Mortgage

Dodd-Frank is killing America, one community bank at a time

Reversing the course is equally unsettling

Growing up, there was a different kind of relationship we all had with the bank.

It stood at the heart of business decisions and opening your first checking account was a rite-of-passage into adulthood.

You knew your local banker, and they knew you. You chatted, shared a laugh and sometimes argued about getting credit.

Those days are gone, and great, because I hated those bankers. That banality grinded my nerves and I love the online options. 

But, unlike me, and for so many others, their community bank provided a vital life support to their bread-and-butter businesses.

Yesterday, Richard Bove, an equity research analyst at Rafferty Capital Markets, didn't mince words, saying his initial judgment of the Dodd-Frank Act as the worst piece of legislation in history was wrong: It’s actually worse than that.

Former chairman of the Federal Reserve, Alan Greenspan, is arguing in the Financial Times that adding more capital to the system would help ease the pain caused by the burdensome regulatory environment levied by Dodd-Frank.

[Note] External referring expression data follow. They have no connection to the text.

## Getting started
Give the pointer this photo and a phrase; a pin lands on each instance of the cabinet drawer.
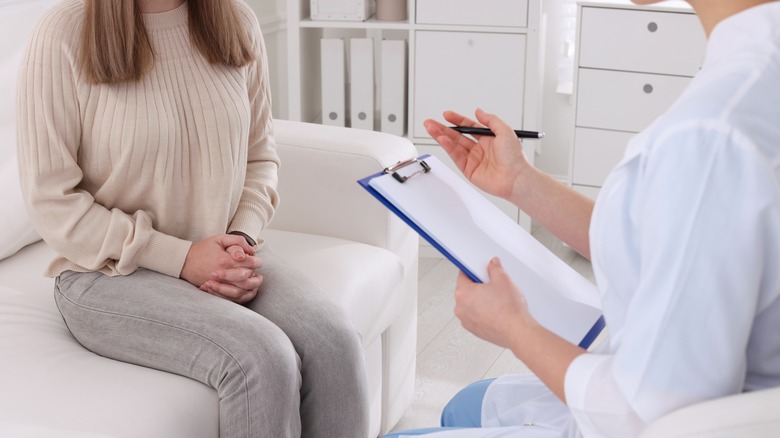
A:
(643, 41)
(448, 75)
(596, 153)
(624, 101)
(512, 13)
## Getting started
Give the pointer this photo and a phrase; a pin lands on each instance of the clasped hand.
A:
(224, 265)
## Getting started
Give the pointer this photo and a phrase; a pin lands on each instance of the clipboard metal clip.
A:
(425, 168)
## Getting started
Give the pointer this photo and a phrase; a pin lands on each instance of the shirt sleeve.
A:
(259, 197)
(704, 201)
(49, 131)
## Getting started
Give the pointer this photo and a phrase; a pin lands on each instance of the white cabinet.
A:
(461, 55)
(452, 72)
(633, 62)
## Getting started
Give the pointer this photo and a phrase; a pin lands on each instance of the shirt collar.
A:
(756, 25)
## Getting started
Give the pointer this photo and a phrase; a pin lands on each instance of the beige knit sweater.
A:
(127, 176)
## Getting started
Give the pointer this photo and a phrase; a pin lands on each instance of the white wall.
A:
(557, 109)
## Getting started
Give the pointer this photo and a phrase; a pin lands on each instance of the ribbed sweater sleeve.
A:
(259, 197)
(118, 177)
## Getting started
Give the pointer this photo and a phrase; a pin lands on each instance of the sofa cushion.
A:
(17, 20)
(59, 385)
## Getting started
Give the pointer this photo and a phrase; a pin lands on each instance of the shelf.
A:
(374, 24)
(371, 23)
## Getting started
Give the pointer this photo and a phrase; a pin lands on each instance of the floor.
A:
(449, 357)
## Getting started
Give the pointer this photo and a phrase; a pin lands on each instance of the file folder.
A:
(392, 80)
(361, 91)
(333, 75)
(469, 230)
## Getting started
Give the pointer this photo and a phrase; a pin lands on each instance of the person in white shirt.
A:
(684, 239)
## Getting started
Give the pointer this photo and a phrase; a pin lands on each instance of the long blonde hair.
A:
(115, 46)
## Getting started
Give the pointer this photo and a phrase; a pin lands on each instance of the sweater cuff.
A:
(250, 221)
(164, 253)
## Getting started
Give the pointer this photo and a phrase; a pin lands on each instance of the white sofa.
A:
(327, 225)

This conversation was nicely complimented by one of the more thoughtful articles on the topic in today’s American Banker.

In that, Victoria Finkle asks is Dodd-Frank really killing community lending?

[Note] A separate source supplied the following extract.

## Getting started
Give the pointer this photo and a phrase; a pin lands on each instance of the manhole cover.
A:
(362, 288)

Maybe, maybe not, Finkle writes.

“It's worth noting that while the number of financial institutions continues to decline, the financial services sector is growing,” Finkle writes. “The spoils are simply shared among fewer players.”

But to answer the article’s main inquisition about whether or not Dodd-Frank is definitively killing community banks: Yes, it is.

It may not have started the hemorrhage, but it’s advent certainly induced hemophilia.

The result? An acceleration in the decline of each and every American town without a "too big to fail" in its area.

(See Finkle’s piece for more data and instances of Dodd-Frank killing community lending.)  

So all this leads to one important question. Can the financial system be cured properly? Greenspan's model presumably only supports the big banks even more, so that's not the best solution.

Indeed, it can be cured, but in an equally unsettling way.

The best answer, so far, is summed in a note from Bove today, albeit about rise in the Chinese shadow banking system.

“The United States has turned back the financial regulatory system to the late 19th century a period characterized by financial collapses and failures. Many economic historians argue that the period from 1873 to 1896 was one long depression in this country and the United Kingdom. We are reinstituting the financial system that existed at that time.”

So once the house of cards collapses and this country’s liquidity locks up (remember how the Credit Crisis really started?) and we are deeply, firmly mired in our next recession, the wisdom of Dodd-Frank will be fully revealed as the destructive mechanism it actually is.

Then, and only then, Bove says, will the financial system finally get right-minded.

"Most people I speak with claim that one should not worry because when the next recession arises the United States will dump the regulations it has put in place at present and re-institute the protections in the system that existed prior to 2008," Bove said.

Fasten your seatbelts, because it's going to be a bumpy correction.